Partisipasi masyarakat hanya sebatas pelibatan simbolik dalam kegiatan, bukan sebagai pengambil keputusan. Hal ini berpotensi mengurangi keberlanjutan dan kebermaknaan pembangunan budaya lokal.

Pergeseran Paradigma

Untuk itu, diperlukan pergeseran paradigma dalam pembangunan pariwisata berbasis budaya. Pertama, pemerintah harus membuka ruang partisipasi yang nyata bagi masyarakat adat, komunitas budaya, dan pemuda lokal dalam merancang program wisata.

Baca Juga  Politik Dramaturgi Ala Dedi Mulyadi

Kedua, indikator keberhasilan pembangunan harus mencakup aspek kualitatif seperti keberdayaan sosial, revitalisasi identitas lokal, dan rasa memiliki terhadap warisan budaya.

Ketiga, kegiatan pelestarian budaya harus bersifat dialogis, bukan sekadar administratif. Pemerintah perlu mendengar suara pelaku budaya secara langsung dan mendasarkan kebijakan pada kebutuhan nyata komunitas.

Keempat, penting untuk menciptakan ruang-ruang edukatif dan kreatif yang memungkinkan generasi muda memahami dan mengembangkan budaya lokal secara kritis dan inovatif.

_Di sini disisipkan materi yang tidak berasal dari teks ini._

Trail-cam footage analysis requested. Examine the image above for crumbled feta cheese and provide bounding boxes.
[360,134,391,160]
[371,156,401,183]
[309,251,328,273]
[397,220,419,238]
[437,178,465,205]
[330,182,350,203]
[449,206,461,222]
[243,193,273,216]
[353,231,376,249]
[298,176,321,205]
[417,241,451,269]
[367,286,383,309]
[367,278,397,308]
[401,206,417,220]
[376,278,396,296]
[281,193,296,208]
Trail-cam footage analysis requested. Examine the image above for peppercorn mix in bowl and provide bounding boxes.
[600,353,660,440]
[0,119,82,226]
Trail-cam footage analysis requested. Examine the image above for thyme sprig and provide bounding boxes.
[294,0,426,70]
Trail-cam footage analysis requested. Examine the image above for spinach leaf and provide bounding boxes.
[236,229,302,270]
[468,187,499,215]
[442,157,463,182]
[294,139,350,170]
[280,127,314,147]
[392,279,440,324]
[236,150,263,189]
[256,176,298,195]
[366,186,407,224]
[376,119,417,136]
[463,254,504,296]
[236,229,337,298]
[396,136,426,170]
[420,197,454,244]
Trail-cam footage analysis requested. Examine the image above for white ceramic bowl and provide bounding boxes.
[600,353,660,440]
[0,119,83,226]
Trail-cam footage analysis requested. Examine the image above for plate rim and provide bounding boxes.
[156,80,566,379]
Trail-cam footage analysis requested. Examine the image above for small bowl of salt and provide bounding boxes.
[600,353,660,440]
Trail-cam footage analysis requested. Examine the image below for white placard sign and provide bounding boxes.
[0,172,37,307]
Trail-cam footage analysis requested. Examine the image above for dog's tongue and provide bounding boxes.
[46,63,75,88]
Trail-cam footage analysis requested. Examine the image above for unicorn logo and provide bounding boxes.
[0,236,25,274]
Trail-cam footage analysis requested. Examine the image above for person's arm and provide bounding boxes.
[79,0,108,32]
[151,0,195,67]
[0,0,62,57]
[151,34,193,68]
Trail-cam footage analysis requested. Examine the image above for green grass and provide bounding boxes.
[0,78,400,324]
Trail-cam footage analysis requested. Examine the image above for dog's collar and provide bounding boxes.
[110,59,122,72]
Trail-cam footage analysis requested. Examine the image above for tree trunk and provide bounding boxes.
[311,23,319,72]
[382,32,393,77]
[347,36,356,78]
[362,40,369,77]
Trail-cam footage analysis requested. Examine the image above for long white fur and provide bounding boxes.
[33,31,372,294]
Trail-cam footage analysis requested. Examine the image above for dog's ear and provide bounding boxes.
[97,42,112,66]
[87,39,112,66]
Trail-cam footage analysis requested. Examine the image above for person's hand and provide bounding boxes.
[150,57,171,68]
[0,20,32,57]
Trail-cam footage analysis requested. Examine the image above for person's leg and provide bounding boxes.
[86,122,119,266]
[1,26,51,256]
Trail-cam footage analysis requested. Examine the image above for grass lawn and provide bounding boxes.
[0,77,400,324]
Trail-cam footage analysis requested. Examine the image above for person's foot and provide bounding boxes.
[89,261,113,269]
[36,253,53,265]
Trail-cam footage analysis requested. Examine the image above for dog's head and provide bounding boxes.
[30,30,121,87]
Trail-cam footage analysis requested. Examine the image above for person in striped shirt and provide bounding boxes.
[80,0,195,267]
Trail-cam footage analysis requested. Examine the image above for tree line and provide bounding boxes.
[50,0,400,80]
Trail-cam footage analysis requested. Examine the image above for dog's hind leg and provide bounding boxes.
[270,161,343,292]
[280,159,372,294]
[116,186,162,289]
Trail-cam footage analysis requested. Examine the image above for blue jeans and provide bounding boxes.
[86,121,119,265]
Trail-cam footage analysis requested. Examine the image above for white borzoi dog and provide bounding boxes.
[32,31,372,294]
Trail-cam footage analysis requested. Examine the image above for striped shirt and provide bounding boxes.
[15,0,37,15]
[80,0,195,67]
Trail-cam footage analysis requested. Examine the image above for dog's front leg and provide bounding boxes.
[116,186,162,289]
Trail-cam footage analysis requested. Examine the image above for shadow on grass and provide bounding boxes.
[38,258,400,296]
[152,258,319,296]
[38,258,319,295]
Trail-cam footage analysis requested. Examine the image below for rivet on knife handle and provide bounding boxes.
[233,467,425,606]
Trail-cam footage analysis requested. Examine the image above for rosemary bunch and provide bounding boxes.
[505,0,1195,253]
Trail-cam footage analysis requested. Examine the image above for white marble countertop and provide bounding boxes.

Terakhir, transparansi anggaran dan evaluasi partisipatif juga harus menjadi bagian integral dari program pariwisata budaya agar keberhasilannya dapat dipertanggungjawabkan secara sosial.

Bukan Soal Proyek Fisik

Pembangunan pariwisata di Kabupaten Jember mengajarkan kepada kita pentingnya memahami bahwa pembangunan bukan hanya soal angka dan proyek fisik. Pembangunan adalah proses sosial yang melibatkan banyak pihak dengan berbagai kepentingan. Dalam konteks pariwisata berbasis budaya, masyarakat lokal harus menjadi aktor utama, bukan hanya pelengkap.

Pembelajaran penting lainnya adalah pentingnya pendekatan kritis dalam membaca teks-teks kebijakan publik. Narasi pemerintah sering kali dibungkus dengan bahasa teknokratik yang tampak netral dan progresif. Namun, di balik itu bisa tersembunyi relasi kuasa yang timpang dan kepentingan institusional yang kuat.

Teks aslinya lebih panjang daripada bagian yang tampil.